Efficacy and Safety of Low-Dose Colchicine after Myocardial Infarction
- PMID: 31733140
- DOI: 10.1056/NEJMoa1912388
Efficacy and Safety of Low-Dose Colchicine after Myocardial Infarction
Abstract
Background: Experimental and clinical evidence supports the role of inflammation in atherosclerosis and its complications. Colchicine is an orally administered, potent antiinflammatory medication that is indicated for the treatment of gout and pericarditis.
Methods: We performed a randomized, double-blind trial involving patients recruited within 30 days after a myocardial infarction. The patients were randomly assigned to receive either low-dose colchicine (0.5 mg once daily) or placebo. The primary efficacy end point was a composite of death from cardiovascular causes, resuscitated cardiac arrest, myocardial infarction, stroke, or urgent hospitalization for angina leading to coronary revascularization. The components of the primary end point and safety were also assessed.

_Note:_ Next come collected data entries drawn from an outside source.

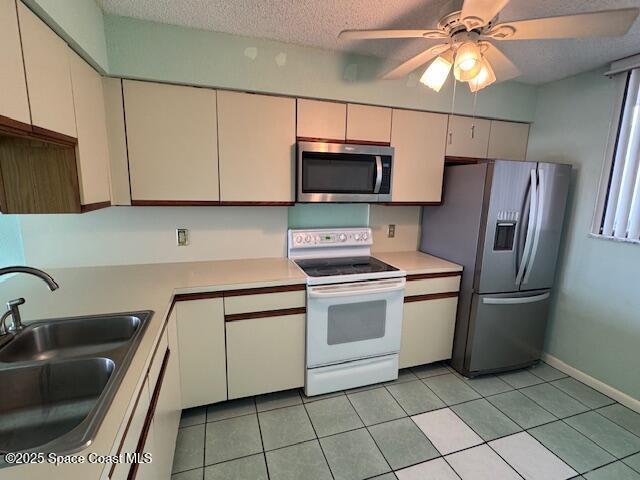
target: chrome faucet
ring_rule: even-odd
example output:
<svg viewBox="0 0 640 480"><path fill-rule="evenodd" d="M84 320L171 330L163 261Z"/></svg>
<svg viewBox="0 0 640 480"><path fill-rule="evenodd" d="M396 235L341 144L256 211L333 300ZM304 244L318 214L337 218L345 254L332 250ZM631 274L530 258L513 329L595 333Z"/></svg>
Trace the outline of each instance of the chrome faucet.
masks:
<svg viewBox="0 0 640 480"><path fill-rule="evenodd" d="M5 267L0 268L0 277L2 275L8 275L10 273L26 273L29 275L34 275L41 279L44 283L47 284L49 290L52 292L60 288L60 285L56 283L51 275L42 270L38 270L33 267L25 267L25 266L15 266L15 267ZM13 324L12 330L17 332L18 330L22 330L22 319L20 318L20 305L23 305L26 302L24 298L17 298L15 300L11 300L7 302L7 311L0 317L0 334L4 335L9 332L9 328L6 325L6 321L9 317L11 317L11 321Z"/></svg>

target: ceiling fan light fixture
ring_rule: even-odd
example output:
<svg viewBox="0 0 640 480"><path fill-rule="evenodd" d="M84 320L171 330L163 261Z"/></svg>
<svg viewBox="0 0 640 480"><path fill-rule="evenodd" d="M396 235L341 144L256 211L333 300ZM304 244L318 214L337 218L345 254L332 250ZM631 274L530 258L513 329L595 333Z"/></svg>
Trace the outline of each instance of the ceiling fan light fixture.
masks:
<svg viewBox="0 0 640 480"><path fill-rule="evenodd" d="M473 79L469 80L469 90L471 90L472 93L475 93L478 90L488 87L495 81L496 74L489 61L483 57L480 62L480 71Z"/></svg>
<svg viewBox="0 0 640 480"><path fill-rule="evenodd" d="M420 77L420 82L427 87L439 92L444 82L447 81L451 67L453 66L453 54L446 51L438 56Z"/></svg>
<svg viewBox="0 0 640 480"><path fill-rule="evenodd" d="M456 61L453 73L457 80L468 82L474 78L481 67L482 54L478 45L473 42L465 42L456 51Z"/></svg>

Results: A total of 4745 patients were enrolled; 2366 patients were assigned to the colchicine group, and 2379 to the placebo group. Patients were followed for a median of 22.6 months. The primary end point occurred in 5.5% of the patients in the colchicine group, as compared with 7.1% of those in the placebo group (hazard ratio, 0.77; 95% confidence interval [CI], 0.61 to 0.96; P = 0.02). The hazard ratios were 0.84 (95% CI, 0.46 to 1.52) for death from cardiovascular causes, 0.83 (95% CI, 0.25 to 2.73) for resuscitated cardiac arrest, 0.91 (95% CI, 0.68 to 1.21) for myocardial infarction, 0.26 (95% CI, 0.10 to 0.70) for stroke, and 0.50 (95% CI, 0.31 to 0.81) for urgent hospitalization for angina leading to coronary revascularization. Diarrhea was reported in 9.7% of the patients in the colchicine group and in 8.9% of those in the placebo group (P = 0.35). Pneumonia was reported as a serious adverse event in 0.9% of the patients in the colchicine group and in 0.4% of those in the placebo group (P = 0.03).
Conclusions: Among patients with a recent myocardial infarction, colchicine at a dose of 0.5 mg daily led to a significantly lower risk of ischemic cardiovascular events than placebo. (Funded by the Government of Quebec and others; COLCOT ClinicalTrials.gov number, NCT02551094.).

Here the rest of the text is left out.